Phantom Thread was pretty great, all interiors and crunching and eating and jockeying.
hands down the best film i saw was also the most recent, The Favourite. it was in the smallest theatre in the most multiplexy of black concrete-walled lightning bolt-carpeted cinemas, and it was great. i haven't seen something where what felt like a small like-minded community of audience members laughed so much at genuinely wicked/funny/black dramedy without ruining it. throw in deadpan barbed verbal jousting, excellent shooting outfits, hefty emotional undercurrents and associated nuanced acting, unpinnable/flexible sexualities, baroque organ/harpsichord soundtrack, i haven't even gotten to the strong female characters yet. absurdist period drama, i'm here for it.
(shoutout to the moment in its sibling film The Lobster and the pony with the beautiful hair. i'm still laughing about it.)


i watched the most TV this year that i have ever, i think.

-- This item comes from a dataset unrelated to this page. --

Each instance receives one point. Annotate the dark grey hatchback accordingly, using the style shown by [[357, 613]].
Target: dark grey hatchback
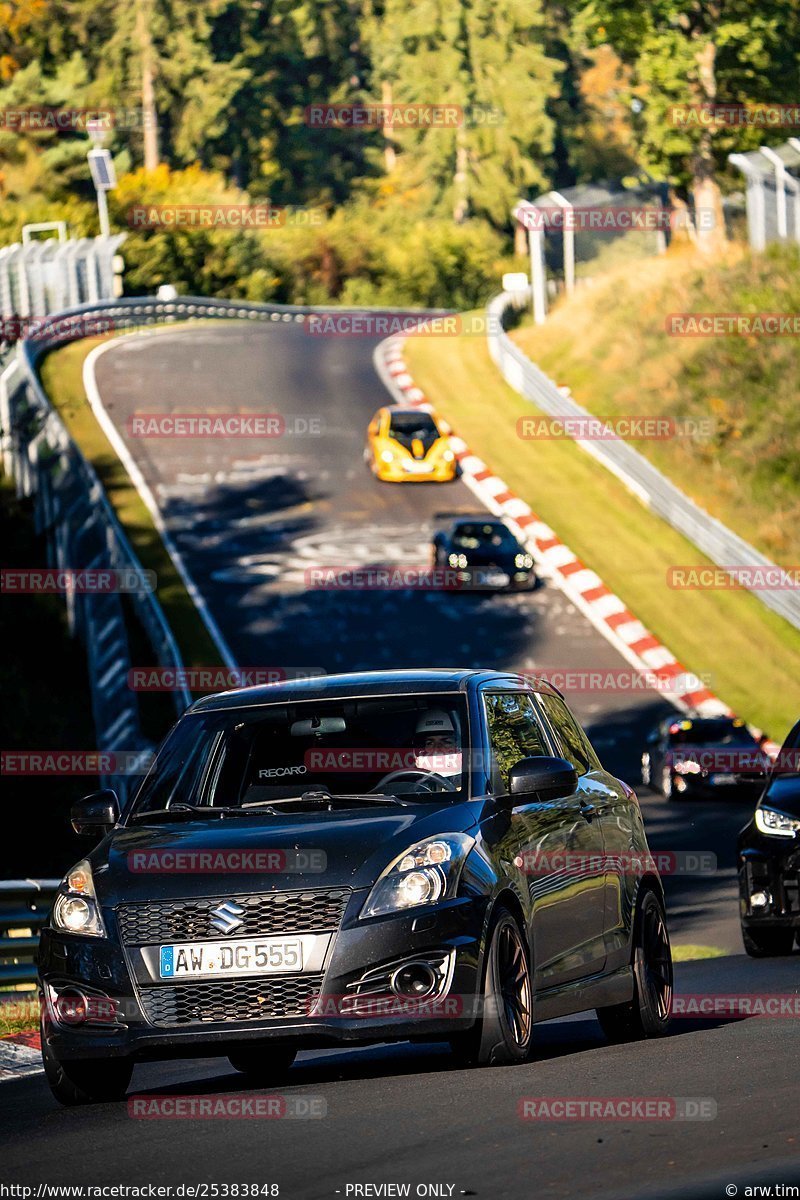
[[407, 855]]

Westworld was cerebrally entertaining, at least it kept us discussing and conjecturing and wending a way through all the plot convolutions. Killing Eve and Maniac are probably my picks of the year. i also watched a lot of Parts Unknown and other food-related tv, RIP anthony bourdain and jonathan gold, sigh.


the classics:

why is lucia di lammermoor, a tragic opera, in mostly major keys? is this a bel canto thing? i tried to expand my horizons and felt like laughing the entire time. Jessica Pratt was great, though, a rare treat in sydney. i would love to see this opera with a black comedy production.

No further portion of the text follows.